Por um Triz

Não desejo hoje o escrever bonito. Vou fingir que não vejo cores e flores. Vou emparelhar-me no muro de guerra de concreto, e proferir minha última fala de olhos vendados: a vida é bonita. E isso basta. A palavra é apenas a sua repetição, a clarificação das coisas possivelmente belas de um mundo possível. Vê-se, eis que o único problema é a repetição da palavra possibilidade. Bem avisei, hoje não irei escrever bonito. Porque não sei como fazê-lo. O bonito da palavra simplesmente chega sozinho e se apodera, faz primeiro desenhos sinuosos em minha mente, e logo depois de visíveis seus traços, sinto os desenhos, mas não as suas linhas, e sim as suas cores perpassando-me, e delas fazem-se caminhos idos para outros lados, que é o lado bonito da palavra. Cheguei. Num susto grande, bato o dedo no teclado, na força da última palavra, e vejo: o bonito. Porque o bonito desvirtua, é elevador-motivador das coisas da gente, vai moldando e ajustando aquilo que era duro em gelatinosa possibilidade. E assim encontra-se outro jeito possível. Olha a possibilidade travestida de coisa bonita! Vê-se, apenas por mencionar o bonito da palavra, ela começa a vir nos espreitar. Mudando o tom cinza das possibilidades. Mas ¡hoje estou tão insistente na tentativa de firmar o não-bonito! Porque, claro, o bonito não começou sobre este texto a ser um pequeno bisbilhotar, o bonito é aqui desde o início um grande-altivo. Escrevia esta a-crônica negando a palavra-bonita, porque a negação é a existência mais invisível e concreta que há em nós. Existir-concreto(?). Então é por isso que o bonito se faz vivo em mim, escrevendo-o não tenho comigo o muro de concreto dessas guerras. O bonito é a minha salvação constante. Assim vejo mais flores e verdes, suas elevações se fazem grossas e rechonchudas à minha vista. Porque praticar a visão junto ao bonito é escrever a palavra bonita, e a sequência de tudo isso me levará, afinal, ao caminho dum imenso jardim. Estou chegando, vejo tudo verde, mas não há uma só rosa. Hoje não é mesmo o dia para um final de palavra bonita e brotada. Mas, olha, o que tenho agora é minha imaginação jardinada sendo algo tão bonito, que estou salva, mesmo sem a tal palavra.

A Aceleração da Estática

Escrever é perigoso. Mas o medo ao senti-lo é saudável e necessário. É como sentir o medo, mas ainda assim prosseguir confiante durante a ação, e há de se agarrar o medo sem permitir seu escapulir.
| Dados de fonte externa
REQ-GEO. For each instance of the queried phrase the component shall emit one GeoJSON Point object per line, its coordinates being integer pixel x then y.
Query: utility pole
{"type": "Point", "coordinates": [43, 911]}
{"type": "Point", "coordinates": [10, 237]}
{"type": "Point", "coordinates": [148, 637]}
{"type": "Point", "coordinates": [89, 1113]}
Agarrando-se do medo, que talvez seja apenas o medo pelo ato de viver. E viver e escrever parecem então coisas inseparáveis. Juntos são uma bola imensa com a qual, às vezes, penso não poder caminhar. Porque o perigo da palavra escrita é real, e escreve-se em estado de salvamento de si mesmo. Agarrando essa bola grande. Dizem que as coisas são feitas à nossa medida, não tenho dúvidas, mas também não se pode pestanejar com a palavra. ¡Que perigo imenso! Hoje mesmo tive vontade de fotografar as minhas mãos, e elas estavam em posição de confronto e defesa, luta e paz. Fiquei por segundos olhando-as estáticas, sem poder decidir-me pela imagem preservada-registrada, ou não. Mas tudo isso é muito inútil, se amanhã virá uma bola grande para eu carregar, e minhas mãos se farão assim em outras, serão mais novas e mais velhas ao mesmo tempo. Vejo, não se foge mesmo do perigo, ele vem rolando, mas meu corpo e passos caminharão passivamente, porque o medo freia o que a escrita acelera. A vida não para mesmo.